Fortunately for LVS shareholders, UBS reported earlier this month that it expects GGR growth to return to Macau in the fourth quarter of this year, meaning the worst of the downturn is now over. Impressively, LVS has stayed profitable throughout the downfall and still trades at a reasonable forward price-earnings ratio of 20.1.
During LVS’s Q1 earnings call, CEO Sheldon Adelson declared that the company “will continue to return excess cash to shareholders while maintaining our ability to invest in new development opportunities.”
LVS’s payout ratio is currently an elevated 119.7%, which is certainly troubling. However, the 5.6% dividend seems to be a top priority to management. If the company hasn’t cut it by now, it’s unlikely to cut it at this point with the beginning of the next long-term upswing in Macau potentially one quarter away.
Royal Dutch Shell (RDS.B)
RDS.B is another stock that has had its balance sheet stretched extremely thin in recent quarters due to the sluggish global oil market. RDS.B also compounded its short-term liquidity issues when it opted to acquire BG Group for $70 billion last year.

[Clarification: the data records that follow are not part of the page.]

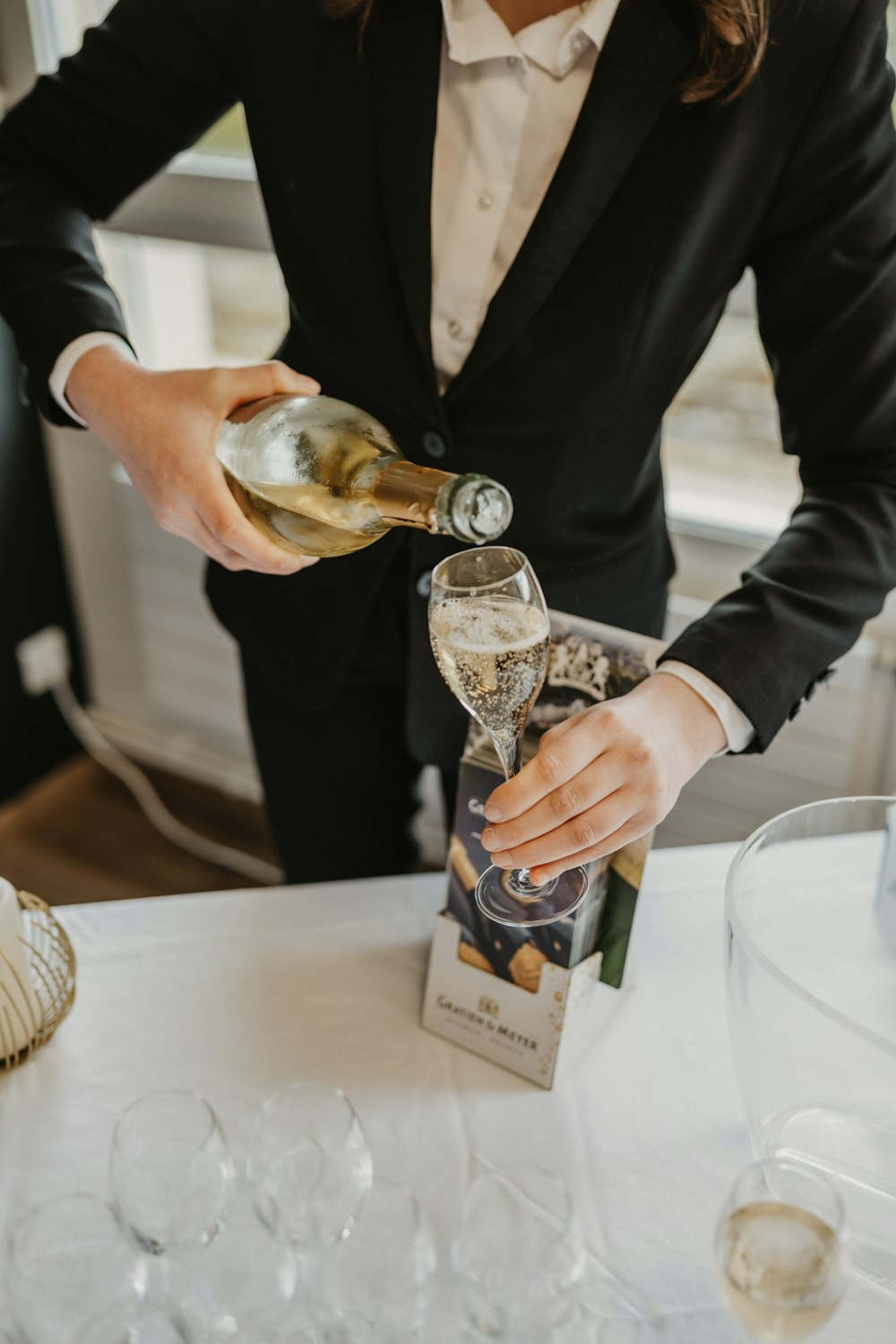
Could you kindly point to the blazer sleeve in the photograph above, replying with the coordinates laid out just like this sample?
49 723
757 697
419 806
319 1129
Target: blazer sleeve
825 266
147 82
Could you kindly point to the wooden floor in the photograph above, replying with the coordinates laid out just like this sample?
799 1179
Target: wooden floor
78 835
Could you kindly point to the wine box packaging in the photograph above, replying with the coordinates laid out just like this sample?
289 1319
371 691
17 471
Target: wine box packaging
535 999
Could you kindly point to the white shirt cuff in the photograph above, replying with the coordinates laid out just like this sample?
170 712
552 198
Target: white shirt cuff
70 357
737 726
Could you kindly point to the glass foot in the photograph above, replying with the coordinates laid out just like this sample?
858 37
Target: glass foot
501 895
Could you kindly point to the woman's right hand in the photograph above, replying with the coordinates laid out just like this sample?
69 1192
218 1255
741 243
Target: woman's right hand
163 427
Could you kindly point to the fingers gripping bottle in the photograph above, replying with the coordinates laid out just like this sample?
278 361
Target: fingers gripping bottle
322 478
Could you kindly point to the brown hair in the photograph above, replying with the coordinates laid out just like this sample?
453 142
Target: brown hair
731 42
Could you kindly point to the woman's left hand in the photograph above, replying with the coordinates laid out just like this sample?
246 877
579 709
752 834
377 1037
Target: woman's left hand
602 779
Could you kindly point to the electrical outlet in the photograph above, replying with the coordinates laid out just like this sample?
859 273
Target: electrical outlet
43 660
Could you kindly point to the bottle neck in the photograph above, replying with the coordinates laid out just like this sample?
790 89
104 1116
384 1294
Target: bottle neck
408 496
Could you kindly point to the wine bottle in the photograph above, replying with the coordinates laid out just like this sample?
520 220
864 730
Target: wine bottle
322 478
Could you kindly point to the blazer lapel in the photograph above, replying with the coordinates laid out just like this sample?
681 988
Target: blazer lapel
405 48
642 62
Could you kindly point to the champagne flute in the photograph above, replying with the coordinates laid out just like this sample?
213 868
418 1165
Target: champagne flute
519 1258
384 1269
780 1253
66 1262
309 1167
172 1175
490 633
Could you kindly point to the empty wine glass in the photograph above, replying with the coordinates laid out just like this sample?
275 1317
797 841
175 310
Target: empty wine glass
490 633
172 1174
316 1322
309 1166
66 1262
384 1269
519 1257
242 1285
139 1324
780 1252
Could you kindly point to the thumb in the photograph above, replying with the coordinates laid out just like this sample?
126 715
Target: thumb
271 379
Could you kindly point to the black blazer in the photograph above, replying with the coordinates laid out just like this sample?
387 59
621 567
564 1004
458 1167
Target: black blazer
656 210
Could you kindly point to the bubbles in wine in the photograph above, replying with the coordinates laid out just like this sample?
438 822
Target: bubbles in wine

According to an April report from Morgan Stanley, Shell and BG combined to generate -$4 billion in FCF in 2015, and RDS.B is on the hook for $15 billion in dividend payments in 2016. Certainly it’s never ideal to be forced to borrow money to pay the dividend, but investors should hold off on assuming the worst until the dust settles from the BG Group deal.
Shell management has a plan to sell $30 billion in assets by 2018 and expects $4.5 billion per year in cost synergies from the BG deal. In addition, Shell forecasts $3 billion in total cost savings in 2017. The company is cutting capex aggressively without sacrificing production, and could reduce annual capex by $10 billion from 2014 to 2017.
Shell hasn’t cut its dividend payment a single time in the past 70 years. The worst of the oil downturn is seemingly passed, and the table set for long-term FCF growth in coming years. It’s unlikely that the company would opt to cut its 7.1% dividend at this point unless it hits more bumps in the road.
ING Groep (ING)
ING was hit hard by the surprise Brexit vote, and the stock fell more than 20% during the knee-jerk Brexit selloff. Surprisingly, only about 3% of ING’s loan book is directly exposed to the U.K. If not for fears about the Brexit’s long-term impact on the European economy, ING’s financials would look extremely appealing to investors.
The company delivered strong 5.3% annualized loan growth in Q1, and ING has strong capital ratios compared to its peers.
At a forward P/E of only 9.2, the stock also seems incredibly cheap. And then, of course, there’s the 6.2% dividend. At a reasonable payout ratio of 52.9%, ING seems to have by far the safest dividend of the three stocks mentioned.
In other words, barring a total collapse of the European economy, ING should have no problem continuing to grow and pay its huge dividend.
As of this writing, Wayne Duggan had no positions in any of the stocks mentioned.